I've been making a very tasty Thai salad based on shredded peppers (hot and sweet) and shredded greens (sweet potato leaves, various herbs, Okinawan spinach), banana blossoms, and cherry tomatoes. Blue crab on top. Dressed with a lime-based vinaigrette. Tasty.

Let's see, in the flower garden: My roses are looking surprisingly good for this time of year. I have yet to spray them since very early spring, and they don't have much black-spot to speak of. This time of year, probably because of the heat and water, they tend to spend their energies on vegetative growth, not on flowers. I'm growing a couple new-to-me plants that have earned a place in my garden: Blue Scaevola aemula (Fan Flower) and Angelonias. The Angelonias aren't constant bloomers, but they sure are a nice, low-maintenance plant that's easy to propagate. I'll also make Buddleia in pots a permanent part of my garden. They have to be deadheaded frequently to stay in bloom, but they're such wonderful blooms and their fragrance fills the yard.

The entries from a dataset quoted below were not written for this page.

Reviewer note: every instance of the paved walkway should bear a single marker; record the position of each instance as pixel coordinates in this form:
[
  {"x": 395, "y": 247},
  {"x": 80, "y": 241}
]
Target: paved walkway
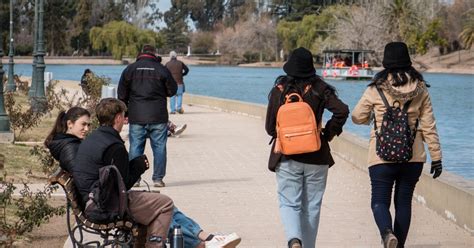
[{"x": 217, "y": 174}]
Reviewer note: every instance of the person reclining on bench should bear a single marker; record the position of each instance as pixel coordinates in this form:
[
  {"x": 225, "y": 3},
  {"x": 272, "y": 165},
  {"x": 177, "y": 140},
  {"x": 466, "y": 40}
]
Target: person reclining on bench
[{"x": 63, "y": 141}]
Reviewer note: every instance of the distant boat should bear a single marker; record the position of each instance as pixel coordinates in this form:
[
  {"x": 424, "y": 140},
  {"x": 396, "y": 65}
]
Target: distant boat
[{"x": 347, "y": 64}]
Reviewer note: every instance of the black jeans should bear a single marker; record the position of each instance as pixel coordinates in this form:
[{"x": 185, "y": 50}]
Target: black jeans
[{"x": 382, "y": 177}]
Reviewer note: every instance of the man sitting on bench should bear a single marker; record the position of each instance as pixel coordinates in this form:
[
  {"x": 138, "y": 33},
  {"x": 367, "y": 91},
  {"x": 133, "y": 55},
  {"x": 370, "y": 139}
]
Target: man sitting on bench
[{"x": 105, "y": 147}]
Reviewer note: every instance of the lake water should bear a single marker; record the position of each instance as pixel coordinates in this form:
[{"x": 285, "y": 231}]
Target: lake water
[{"x": 451, "y": 94}]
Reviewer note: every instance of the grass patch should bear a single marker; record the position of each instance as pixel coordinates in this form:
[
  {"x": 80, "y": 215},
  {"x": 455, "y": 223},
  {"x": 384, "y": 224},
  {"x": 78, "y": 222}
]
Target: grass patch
[{"x": 20, "y": 165}]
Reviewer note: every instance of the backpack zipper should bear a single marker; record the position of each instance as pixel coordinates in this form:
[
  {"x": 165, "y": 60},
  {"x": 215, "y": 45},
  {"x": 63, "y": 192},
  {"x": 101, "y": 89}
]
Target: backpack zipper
[{"x": 298, "y": 134}]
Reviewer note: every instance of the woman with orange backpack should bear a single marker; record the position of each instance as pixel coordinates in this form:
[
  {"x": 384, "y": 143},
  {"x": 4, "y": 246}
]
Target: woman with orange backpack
[
  {"x": 301, "y": 172},
  {"x": 398, "y": 99}
]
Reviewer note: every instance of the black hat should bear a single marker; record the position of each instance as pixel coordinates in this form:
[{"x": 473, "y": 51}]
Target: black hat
[
  {"x": 148, "y": 48},
  {"x": 396, "y": 55},
  {"x": 300, "y": 64}
]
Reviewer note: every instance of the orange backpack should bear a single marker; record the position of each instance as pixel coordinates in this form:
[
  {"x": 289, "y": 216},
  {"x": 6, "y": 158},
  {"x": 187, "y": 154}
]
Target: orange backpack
[{"x": 297, "y": 128}]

Oh, and I should mention the surprise of the summer: In the corner of a bed, I left some Allyssum that I started from seeds in the spring. Though I think of it as a delicate spring flower, it's flourishing right now. Not a lot of flowers, but enough, and very compact and well-behaved.

1 comment:

Cara said...

Since this time of year is my 'maintenance only' phase of the yard and clearly even more so with a real storm season shaping up, I decided to start seeds for a few fall tomatoes. I usually procrastinate too long and just buy transplants, but this year I decided to get on the ball and Florida Gardener says I should do that now. The guy working at the independent nursery I usually use for plants looked at me like I was crazy, told me all seeds are sent back in August and that there might be leftovers at their sister store. (He also told me it was awfully early, and then backtracked and acknowledged it wasn't early if I wanted to try seeds.) I can't see ordering one or two packets of seeds over the internet, and I'd really hoped to get some advice on which ones like Florida best. (The seeds at the chain stores clearly don't differentiate between Florida and Maine.) All of that is a long winded way to ask - any suggestions on where I should go?